Hussein Obama is keeping 10,000 troops in Afghanistan without going though the futile process os getting Congressional approval.  Why is it futile?  Whoever the next president is, will keep troops in Afghanistan, because US military presence in Central Asia is necessary to balance China’s propinquity there.  Just look at a map.  Why doesn’t Congress look?  Are Congressional maps so different from ours?  Do Congressional maps only show Congressional Districts?   

Makkah and Madinah are at risk of conquest by ISIS if Anbar falls, as seems likely.  When ISIS controls the Holy Places, it will control all of  Sunni Asia.  The danger is real, and the Saudi know it and fear it.  

Does a new oil route from Iran to China , which bypasses India, alarm you?  It comforts rulers in China.  Does Washington know it, outside the presidency?  You wouldn't believe that any know it besides my friend Gerry,  by attending to political campaigns. 


This blogger's take, looking at the world from Zeus’ point of view:  The struggle to control world markets and peoples was between England and Russia in the 19th Century, then the world’s most powerful; it is now between The West (Europe, including Russia and India, and  North America)  and China. 

 North America an Europe compete with one another, are multicultural, and have no central  deciding authority. Yet.  Though I think it is a’comin'.  Although multicultural, the West is mostly opposed to Chinese expansion.  

China has begun a a concentrated plan to control Central Asia and then the world. The West has more money and people than China has.  The West’s plan for expansion is  ad hoc, therefore poorly functioning.   China’s plan is well-thought-out, focused, an working as well as one might expect a central but global plan to work.  

There are seven billion of us human animals; we each see living and dying differently;  we all see nothing at all in the same way.  Any plan designed for all of us won’t wok, but one designed for all  of us will work better than inconsistent, hesitant ad hoc plans.

Here’s for  America to agree on a few central ad hoc plans!  Here’s for Ethnic Russians to join the EU!  Here’s for the the Turkic Council to become a united economic powerhouse!  Here’s for the UN to resolve the Palestine Nation issues!  Here’s for the Sunni to become China’s problem!  Here’s for a Congress that likes compromise, that knows the skills of horse-trading!

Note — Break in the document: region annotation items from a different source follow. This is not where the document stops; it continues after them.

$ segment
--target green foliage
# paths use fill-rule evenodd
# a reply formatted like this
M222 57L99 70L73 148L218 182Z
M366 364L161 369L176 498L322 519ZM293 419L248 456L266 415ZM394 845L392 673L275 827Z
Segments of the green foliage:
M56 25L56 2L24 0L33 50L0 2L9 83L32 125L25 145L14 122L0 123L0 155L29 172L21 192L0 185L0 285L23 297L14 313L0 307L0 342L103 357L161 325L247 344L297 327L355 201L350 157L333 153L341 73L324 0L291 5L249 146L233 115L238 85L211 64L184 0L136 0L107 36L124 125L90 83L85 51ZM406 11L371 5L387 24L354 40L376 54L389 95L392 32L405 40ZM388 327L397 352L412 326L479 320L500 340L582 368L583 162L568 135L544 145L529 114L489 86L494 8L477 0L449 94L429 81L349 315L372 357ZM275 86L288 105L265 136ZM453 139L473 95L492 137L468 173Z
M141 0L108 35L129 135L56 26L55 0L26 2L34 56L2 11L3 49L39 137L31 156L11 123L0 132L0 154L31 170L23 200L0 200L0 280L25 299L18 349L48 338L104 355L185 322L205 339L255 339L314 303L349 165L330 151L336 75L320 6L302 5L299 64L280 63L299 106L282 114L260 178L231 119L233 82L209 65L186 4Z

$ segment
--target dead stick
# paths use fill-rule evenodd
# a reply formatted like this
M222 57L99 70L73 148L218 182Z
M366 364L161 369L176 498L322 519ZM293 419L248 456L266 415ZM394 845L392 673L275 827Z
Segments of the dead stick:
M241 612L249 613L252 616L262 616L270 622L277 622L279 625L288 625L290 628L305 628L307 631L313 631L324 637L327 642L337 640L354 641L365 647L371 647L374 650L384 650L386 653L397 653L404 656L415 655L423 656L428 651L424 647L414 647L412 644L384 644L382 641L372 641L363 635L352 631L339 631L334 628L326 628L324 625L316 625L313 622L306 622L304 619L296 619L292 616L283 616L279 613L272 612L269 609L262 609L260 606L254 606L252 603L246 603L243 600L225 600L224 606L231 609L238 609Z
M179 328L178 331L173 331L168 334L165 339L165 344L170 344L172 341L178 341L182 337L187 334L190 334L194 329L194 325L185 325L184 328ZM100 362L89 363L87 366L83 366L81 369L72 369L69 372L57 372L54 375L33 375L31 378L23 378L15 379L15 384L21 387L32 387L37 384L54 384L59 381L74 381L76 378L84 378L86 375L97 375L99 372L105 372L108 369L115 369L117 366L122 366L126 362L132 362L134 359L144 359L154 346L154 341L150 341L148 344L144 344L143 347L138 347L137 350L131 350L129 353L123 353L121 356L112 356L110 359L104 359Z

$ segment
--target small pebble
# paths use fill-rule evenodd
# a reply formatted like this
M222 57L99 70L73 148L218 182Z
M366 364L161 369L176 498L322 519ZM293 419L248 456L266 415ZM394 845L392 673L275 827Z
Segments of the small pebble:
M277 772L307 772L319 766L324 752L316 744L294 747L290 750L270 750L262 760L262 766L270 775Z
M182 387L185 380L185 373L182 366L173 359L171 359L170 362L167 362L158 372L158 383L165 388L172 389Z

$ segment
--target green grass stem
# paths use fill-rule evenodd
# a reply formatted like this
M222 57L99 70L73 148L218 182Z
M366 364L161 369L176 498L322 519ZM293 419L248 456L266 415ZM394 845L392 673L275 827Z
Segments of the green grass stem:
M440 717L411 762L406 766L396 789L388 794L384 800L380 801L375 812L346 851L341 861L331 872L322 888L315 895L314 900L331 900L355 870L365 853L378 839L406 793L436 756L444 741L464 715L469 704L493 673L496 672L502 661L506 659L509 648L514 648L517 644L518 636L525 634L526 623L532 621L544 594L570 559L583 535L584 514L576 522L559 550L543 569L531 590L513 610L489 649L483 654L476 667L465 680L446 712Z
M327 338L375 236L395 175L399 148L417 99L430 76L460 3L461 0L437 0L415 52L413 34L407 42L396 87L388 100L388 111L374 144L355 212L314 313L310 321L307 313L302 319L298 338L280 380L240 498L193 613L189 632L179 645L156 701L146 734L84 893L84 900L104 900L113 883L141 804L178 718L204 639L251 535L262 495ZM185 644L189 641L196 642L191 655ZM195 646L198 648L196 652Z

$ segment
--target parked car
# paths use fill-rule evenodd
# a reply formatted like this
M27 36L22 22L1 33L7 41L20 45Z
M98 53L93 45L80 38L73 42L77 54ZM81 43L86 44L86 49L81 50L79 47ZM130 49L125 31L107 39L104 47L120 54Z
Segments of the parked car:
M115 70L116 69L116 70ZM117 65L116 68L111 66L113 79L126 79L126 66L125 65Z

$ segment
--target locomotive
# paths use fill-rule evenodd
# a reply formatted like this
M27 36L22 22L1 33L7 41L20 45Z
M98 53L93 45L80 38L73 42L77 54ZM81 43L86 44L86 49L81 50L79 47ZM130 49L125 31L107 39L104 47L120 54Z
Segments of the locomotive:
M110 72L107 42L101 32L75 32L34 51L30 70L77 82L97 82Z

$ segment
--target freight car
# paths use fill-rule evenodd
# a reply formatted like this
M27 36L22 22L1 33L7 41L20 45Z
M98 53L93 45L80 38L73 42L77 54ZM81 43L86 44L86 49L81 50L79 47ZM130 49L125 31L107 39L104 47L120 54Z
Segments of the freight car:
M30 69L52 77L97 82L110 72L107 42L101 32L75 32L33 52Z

The Council on Foreign Relations

Foreign Affairs, 
a publication of the Foreign Policy Institute
Beijing Looks West Toward Eurasian Integration


An excerpt from the article:

First among them is bolstering the Chinese economy by providing an outlet for excess industrial capacity. As Beijing tries to cool an overheated domestic infrastructure sector without creating massive unemployment, plans that channel investment-led growth beyond China will be key. Inside China’s borders, the plans focus on China’s relatively underdeveloped western and southern regions, which will help accelerate growth and boost employment there, moves which leaders hope will tamp down ethnic unrest in addition to providing jobs and an outlet for the nation’s workforce.